But this was the Crusades, when the nastiest butchers of Europe were gaining sainthood through the torture and genocide of Muslims, Jews and misplaced Christians, so who's to say what's natural?

The Crusaders had got as far as Antioch. Already hungry and miserable, they managed to besiege the city and starve out its inhabitants. They seized it just before the Muslim reinforcements turned up with supplies. This meant that they were now themselves besieged in a city they had successfully reduced to starvation. Bummer.

This is when Peter decided to mention his visions. St Anthony, the patron saint of lost stuff, had been visiting him at night, revealing that the lance that pierced Christ's side was buried under Antioch Cathedral, and not on display in half the churches in Europe, as previously thought.

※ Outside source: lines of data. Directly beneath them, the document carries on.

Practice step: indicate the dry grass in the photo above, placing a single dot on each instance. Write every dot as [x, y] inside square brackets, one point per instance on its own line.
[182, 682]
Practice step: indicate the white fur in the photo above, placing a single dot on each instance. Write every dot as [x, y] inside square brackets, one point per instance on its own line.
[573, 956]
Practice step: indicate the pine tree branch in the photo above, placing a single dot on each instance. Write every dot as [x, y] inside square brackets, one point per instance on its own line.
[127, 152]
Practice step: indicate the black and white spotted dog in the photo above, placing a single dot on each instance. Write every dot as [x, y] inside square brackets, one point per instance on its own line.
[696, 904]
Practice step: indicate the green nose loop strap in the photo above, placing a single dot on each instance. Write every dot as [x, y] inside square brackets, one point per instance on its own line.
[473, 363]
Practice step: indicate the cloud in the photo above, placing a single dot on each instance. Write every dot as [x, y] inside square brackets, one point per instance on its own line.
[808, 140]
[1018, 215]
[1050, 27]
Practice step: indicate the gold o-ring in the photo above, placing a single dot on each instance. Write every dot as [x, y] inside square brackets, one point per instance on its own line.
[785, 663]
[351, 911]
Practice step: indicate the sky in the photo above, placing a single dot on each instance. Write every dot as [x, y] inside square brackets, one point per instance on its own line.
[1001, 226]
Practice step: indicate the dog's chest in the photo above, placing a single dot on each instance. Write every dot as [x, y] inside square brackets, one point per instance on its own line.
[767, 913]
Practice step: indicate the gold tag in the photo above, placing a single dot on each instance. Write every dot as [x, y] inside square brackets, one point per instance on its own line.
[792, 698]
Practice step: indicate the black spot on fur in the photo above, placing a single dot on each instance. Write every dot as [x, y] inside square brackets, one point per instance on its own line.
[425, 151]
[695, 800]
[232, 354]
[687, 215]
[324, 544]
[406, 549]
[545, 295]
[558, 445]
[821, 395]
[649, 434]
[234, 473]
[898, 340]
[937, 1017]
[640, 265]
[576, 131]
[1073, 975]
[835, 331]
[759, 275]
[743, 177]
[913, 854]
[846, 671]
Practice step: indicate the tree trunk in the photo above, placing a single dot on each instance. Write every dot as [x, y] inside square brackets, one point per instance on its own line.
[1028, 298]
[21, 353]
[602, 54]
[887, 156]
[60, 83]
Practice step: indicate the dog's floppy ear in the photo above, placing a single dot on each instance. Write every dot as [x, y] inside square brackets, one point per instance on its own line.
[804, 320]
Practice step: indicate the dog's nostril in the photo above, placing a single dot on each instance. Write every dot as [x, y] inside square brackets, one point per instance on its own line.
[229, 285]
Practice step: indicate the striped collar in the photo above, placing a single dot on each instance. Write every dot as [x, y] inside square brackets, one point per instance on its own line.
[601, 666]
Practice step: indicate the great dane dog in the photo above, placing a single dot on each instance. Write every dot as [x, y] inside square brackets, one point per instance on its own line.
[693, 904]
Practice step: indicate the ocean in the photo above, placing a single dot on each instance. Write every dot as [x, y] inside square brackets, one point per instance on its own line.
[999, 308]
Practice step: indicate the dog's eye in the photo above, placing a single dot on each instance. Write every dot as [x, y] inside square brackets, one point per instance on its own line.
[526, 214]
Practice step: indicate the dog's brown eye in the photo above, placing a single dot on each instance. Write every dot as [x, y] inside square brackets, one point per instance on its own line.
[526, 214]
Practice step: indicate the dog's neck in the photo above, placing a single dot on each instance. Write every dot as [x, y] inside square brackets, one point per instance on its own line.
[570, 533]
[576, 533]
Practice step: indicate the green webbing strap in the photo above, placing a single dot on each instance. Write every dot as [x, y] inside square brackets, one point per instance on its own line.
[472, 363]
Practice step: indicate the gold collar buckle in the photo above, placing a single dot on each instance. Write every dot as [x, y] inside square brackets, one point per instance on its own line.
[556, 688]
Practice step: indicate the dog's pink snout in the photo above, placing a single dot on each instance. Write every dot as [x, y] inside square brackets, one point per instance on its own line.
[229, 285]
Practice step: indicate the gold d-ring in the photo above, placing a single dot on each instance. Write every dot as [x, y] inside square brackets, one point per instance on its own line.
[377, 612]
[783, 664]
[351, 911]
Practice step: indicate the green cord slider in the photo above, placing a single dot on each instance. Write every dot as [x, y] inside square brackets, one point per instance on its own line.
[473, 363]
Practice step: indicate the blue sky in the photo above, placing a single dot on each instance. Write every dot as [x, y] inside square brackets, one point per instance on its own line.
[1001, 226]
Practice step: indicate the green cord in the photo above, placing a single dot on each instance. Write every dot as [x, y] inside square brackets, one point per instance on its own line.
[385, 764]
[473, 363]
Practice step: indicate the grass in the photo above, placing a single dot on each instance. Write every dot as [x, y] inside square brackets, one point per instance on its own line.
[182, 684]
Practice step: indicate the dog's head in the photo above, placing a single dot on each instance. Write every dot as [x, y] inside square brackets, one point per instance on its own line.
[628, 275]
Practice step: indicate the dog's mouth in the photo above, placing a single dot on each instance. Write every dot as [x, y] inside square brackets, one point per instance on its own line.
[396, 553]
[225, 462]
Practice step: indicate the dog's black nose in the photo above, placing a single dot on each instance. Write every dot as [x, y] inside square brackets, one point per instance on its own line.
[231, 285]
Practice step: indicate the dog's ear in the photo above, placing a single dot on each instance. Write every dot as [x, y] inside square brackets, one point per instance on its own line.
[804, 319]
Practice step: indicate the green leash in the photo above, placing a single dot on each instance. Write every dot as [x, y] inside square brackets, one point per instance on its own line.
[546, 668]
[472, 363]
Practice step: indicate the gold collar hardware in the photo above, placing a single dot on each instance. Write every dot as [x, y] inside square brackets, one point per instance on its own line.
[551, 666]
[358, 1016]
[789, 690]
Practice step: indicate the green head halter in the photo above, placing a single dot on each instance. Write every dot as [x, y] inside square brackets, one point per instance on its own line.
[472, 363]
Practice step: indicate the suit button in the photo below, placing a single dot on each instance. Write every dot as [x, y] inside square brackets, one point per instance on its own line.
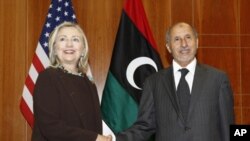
[72, 94]
[187, 128]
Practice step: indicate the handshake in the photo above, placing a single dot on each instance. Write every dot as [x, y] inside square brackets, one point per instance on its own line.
[104, 138]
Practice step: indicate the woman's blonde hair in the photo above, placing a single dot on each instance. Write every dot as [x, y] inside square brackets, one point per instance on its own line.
[83, 61]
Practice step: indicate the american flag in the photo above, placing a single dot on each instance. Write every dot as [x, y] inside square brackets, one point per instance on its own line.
[59, 11]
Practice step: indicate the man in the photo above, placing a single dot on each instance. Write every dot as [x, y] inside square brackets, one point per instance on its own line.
[190, 104]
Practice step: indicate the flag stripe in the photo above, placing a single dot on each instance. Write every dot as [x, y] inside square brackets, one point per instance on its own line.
[33, 74]
[27, 97]
[119, 97]
[134, 46]
[42, 54]
[37, 63]
[136, 13]
[29, 83]
[28, 115]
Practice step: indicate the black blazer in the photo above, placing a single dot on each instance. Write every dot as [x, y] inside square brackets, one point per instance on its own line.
[210, 113]
[66, 108]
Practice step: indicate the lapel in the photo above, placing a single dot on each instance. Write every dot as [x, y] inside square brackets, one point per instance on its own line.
[198, 86]
[171, 91]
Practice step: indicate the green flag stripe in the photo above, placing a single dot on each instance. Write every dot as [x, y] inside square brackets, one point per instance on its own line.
[119, 104]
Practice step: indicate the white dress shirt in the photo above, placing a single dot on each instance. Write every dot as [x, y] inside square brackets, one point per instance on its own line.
[190, 75]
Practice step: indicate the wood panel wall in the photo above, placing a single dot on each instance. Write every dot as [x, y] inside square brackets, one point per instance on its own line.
[223, 27]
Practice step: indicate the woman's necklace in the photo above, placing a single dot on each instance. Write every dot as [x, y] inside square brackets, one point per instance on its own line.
[73, 73]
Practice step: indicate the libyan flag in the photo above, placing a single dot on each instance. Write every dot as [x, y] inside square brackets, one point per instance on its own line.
[134, 58]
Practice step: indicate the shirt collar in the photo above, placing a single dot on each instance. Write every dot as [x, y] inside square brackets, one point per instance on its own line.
[191, 66]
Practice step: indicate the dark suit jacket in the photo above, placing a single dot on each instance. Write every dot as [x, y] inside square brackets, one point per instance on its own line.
[210, 112]
[66, 108]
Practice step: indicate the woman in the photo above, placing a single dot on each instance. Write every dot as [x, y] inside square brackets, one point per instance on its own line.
[66, 104]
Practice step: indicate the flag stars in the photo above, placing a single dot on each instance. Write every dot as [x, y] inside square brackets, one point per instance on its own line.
[66, 13]
[59, 9]
[49, 15]
[45, 44]
[74, 16]
[47, 25]
[66, 4]
[46, 34]
[57, 18]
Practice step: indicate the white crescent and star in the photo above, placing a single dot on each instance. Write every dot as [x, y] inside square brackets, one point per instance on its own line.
[134, 64]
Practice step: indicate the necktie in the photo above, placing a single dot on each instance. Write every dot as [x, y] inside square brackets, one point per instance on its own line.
[183, 93]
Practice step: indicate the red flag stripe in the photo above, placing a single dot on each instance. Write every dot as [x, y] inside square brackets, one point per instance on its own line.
[28, 115]
[37, 63]
[137, 14]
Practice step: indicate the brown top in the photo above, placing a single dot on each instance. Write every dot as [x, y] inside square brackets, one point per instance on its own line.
[66, 107]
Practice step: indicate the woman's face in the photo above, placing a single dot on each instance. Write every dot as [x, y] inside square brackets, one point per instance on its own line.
[69, 46]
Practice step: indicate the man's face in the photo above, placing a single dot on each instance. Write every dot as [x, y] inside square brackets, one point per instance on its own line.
[183, 44]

If they dug it out and took it into battle, God's enemies would be crushed beneath their feet.

Five days of fasting were ordered (there wasn't much alternative), and then twelve men spent a day digging out the Church. No luck.

The now distinctly unpopular Peter changed into his holy nightshirt, told the congregation to bow in fervant, eyes-shut prayer, leapt into the pit, and whipped out something pointy and metal. The holy lance!

The Crusaders loved it. They marched out gung-ho, singing the latest Graham Kendrick songs, and surprisingly or not, the Muslims were routed.

Peter was not a man to quit while he was ahead. Whenever the Crusaders suffered from dissensions (which was all the time), he would take a nap and come back with a vision from St Anthony to decide who was right. It was noted that St Anthony unfailingly took whichever was Peter's side in the quarrel, and so, in time, Peter managed to turn almost everyone against his visions.

Because of this, Peter demanded to be tested. He would, Shadrach, Meshach and Abednego-like, walk through the fire to prove his annointment. Everyone thought this was a splendid idea. They lit up a holy fire so hot that passing pigeons dropped out of the sky preroasted (and were no doubt gobbled up).

Changing once more into his sacred nightshirt and grabbing the lance in one hand, Peter walked through the fire. He emerged at the other side without a scratch, but with 90 per cent burns.

His few remaining followers explained as he died that he had of course come out of the fire unscathed. He only got burned when he was knocked back in, by the rush of astounded onlookers wanting to touch his nightshirt.